Western leaders condemn Israel — yet their armies ask it for advice

Timesa day ago
No military is more publicly condemned today than the Israel Defence Forces. Yet behind closed doors, few are more studied. Western generals and defence officials routinely seek Israeli briefings, request access to doctrine and tactics, and pursue cooperation on training and technology.
These efforts continue even as their political counterparts issue statements of moral outrage and condemnation. The contradiction reflects more than a double standard. It reveals a deeper divide between political perception and military reality, between external messaging and internal understanding, between illusion and experience.
Since the war in Gaza began, Israel has hosted dozens of foreign delegations. Military officers and defence officials observe Israeli operations firsthand. They ask technical questions about targeting processes, coordination between air and ground forces, real-time intelligence integration and how combat units distinguish between civilians and combatants under fire.
Some return weeks later to formalise cooperation on areas ranging from tunnel warfare to hostage recovery to civilian harm mitigation. Meanwhile, many of their political counterparts deliver rehearsed remarks emphasising restraint, proportionality and civilian protection, often with little connection to the operational context or ground realities they were just briefed on.
This is not just political inconsistency. It is strategic dissonance. War is never clean. Urban warfare against a hybrid enemy embedded in civilian areas is among the most complex challenges modern democracies will face. Yet the public discussion is often dominated by expectations of precision and perfection that no military force can guarantee. In many capitals, political performance overrides professional understanding.
In Gaza, Hamas constructed more than 300 miles of fortified tunnels beneath civilian infrastructure. It operates from hospitals, schools and mosques — by design, not necessity. Early in the war, the IDF learned a simple rule: if you want to find a tunnel, look beneath a school. If you are searching for an enemy headquarters, start under a mosque. If you suspect an arms depot, check the basement of a hospital.
This is not coincidence; it is a consistent, deliberate tactic. Hamas has blocked evacuations, placed command centres inside humanitarian zones and taken hundreds of hostages. These are not side-effects of war. They are deliberate features of a strategy built to paralyse democracies, provoke condemnation and weaponise civilian suffering. The targeting of civilians is not incidental. It is essential to Hamas's operational concept.
Many political leaders respond by invoking past conflicts. They reference battles in Aleppo, Fallujah or Raqqa, assuming these comparisons provide meaningful precedent. But most of these conflicts did not involve an adversary intentionally preventing civilians from leaving combat zones. Most did not involve hundreds of hostages dispersed across a dense urban battlefield. Most involved insurgencies, not foreign-backed terrorist armies. Many involved military forces that did not follow the same standards of precision and accountability expected of Israel.
These differences matter. Failing to account for them leads to flawed analysis and unrealistic policy prescriptions.
These dynamics are not limited to Gaza. Across the region, similar tactics are emerging. In southern Syria, President Sharaa's regime has carried out atrocities against the Druze population while embedded within civilian areas. These acts of cruelty follow the same playbook used by Hamas.

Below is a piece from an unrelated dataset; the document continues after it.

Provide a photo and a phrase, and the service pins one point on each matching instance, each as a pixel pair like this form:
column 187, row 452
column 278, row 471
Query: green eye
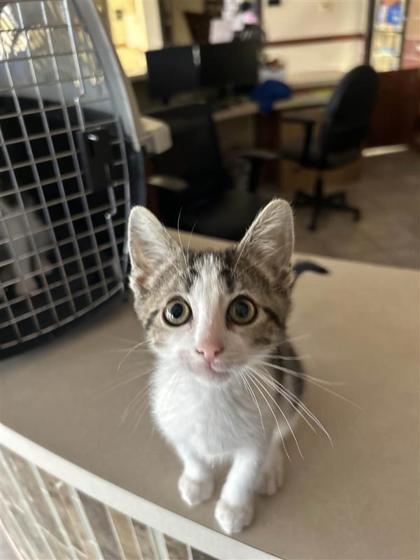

Yet few international voices draw consistent lines between them. This silence reflects another gap: the unwillingness to apply standards evenly when the political costs differ. Condemnation is directed at those who can hear it. Those who operate beyond the reach of democratic norms often face no scrutiny at all.
While calls for humanitarian concern grow louder, few political leaders press for solutions that would actually reduce civilian harm. Egypt continues to keep its border with Gaza closed, despite being the sole neighbouring country uninvolved in the conflict and capable of providing immediate relief to civilians seeking safety. Evacuation routes remain blocked.
Temporary refuge for civilians is politically possible but diplomatically ignored. Not a single major European government or United Nations body has mounted sustained pressure on Cairo to open the Rafah crossing, or to establish a displaced persons or humanitarian zone a few miles into the Sinai. Instead, criticism centres on Israel, the only actor conducting both combat and humanitarian operations in the same battlespace. The imbalance distorts both perception and policy.
This is not the first time democracies have confronted hard choices. The wars of the 20th century were waged with heavy costs. Civilian casualties were tragically high. But the principle of civilian protection was strengthened over time, especially with the Geneva Conventions adopted after the Second World War. Those conventions remain the foundation of the modern laws of war.
They prohibit intentional attacks on civilians and impose a duty to take feasible precautions to avoid civilian harm. But they do not demand perfection, nor do they outlaw war itself. When adversaries exploit civilians to provoke condemnation and delay operations, the responsibility lies with those who commit the violations — not those who attempt to respond within the law.
The numbers bear remembering. Two million civilians died in the Korean War, averaging more than 50,000 per month. More than 10,000 were killed in the liberation of a single city, Mosul. Hundreds of thousands died during military operations in Iraq and Afghanistan.
Cities were flattened in the campaign against Isis. These are not historical footnotes. They are reminders of what war has always entailed, especially in dense urban environments. Today, only one military — the IDF — is expected to achieve battlefield success without error, without civilian harm and without criticism, even as it faces enemies who deliberately try to make this impossible.
Despite this, militaries around the world continue to seek Israeli knowledge. Governments initiate formal cooperation agreements. Officers train in Israeli facilities. Procurement programs focus on Israeli defence technologies developed through experience in real combat conditions.
These are not isolated interactions. They are serious, structured engagements based on the recognition that similar wars may lie ahead. European and Nato militaries understand that future threats may look more like Hamas than like conventional armies. They are preparing accordingly.
This is not a blanket condemnation of all political leaders. Many do understand what modern war demands and the reality Israel is confronting. Nor is the political-professional divide a one-way street. War is ultimately the pursuit of political objectives, and in a democracy, those objectives are set by political leaders based on the best advice of their military advisers.
At the same time, senior military leaders must understand the domestic, international and geopolitical factors that frame and constrain the use of force. Political leaders cannot speak about war without accounting for context, history, strategy, tactics and operational reality. And military leaders cannot speak about war without understanding the political environment that defines it. The tension between political and professional perspectives is not a flaw. It is a feature of democratic governance. But it must be informed, mutual and honest.
Unfortunately, that equilibrium is too often lost. Political leaders too often avoid difficult truths. Some present war as inherently unjust. Others suggest that all violence can be avoided with diplomacy or restraint. Few acknowledge that, in extreme cases, force may be both necessary and lawful. This avoidance does not strengthen democracy. It weakens it. It misleads citizens, erodes deterrence and gives adversaries greater freedom of action.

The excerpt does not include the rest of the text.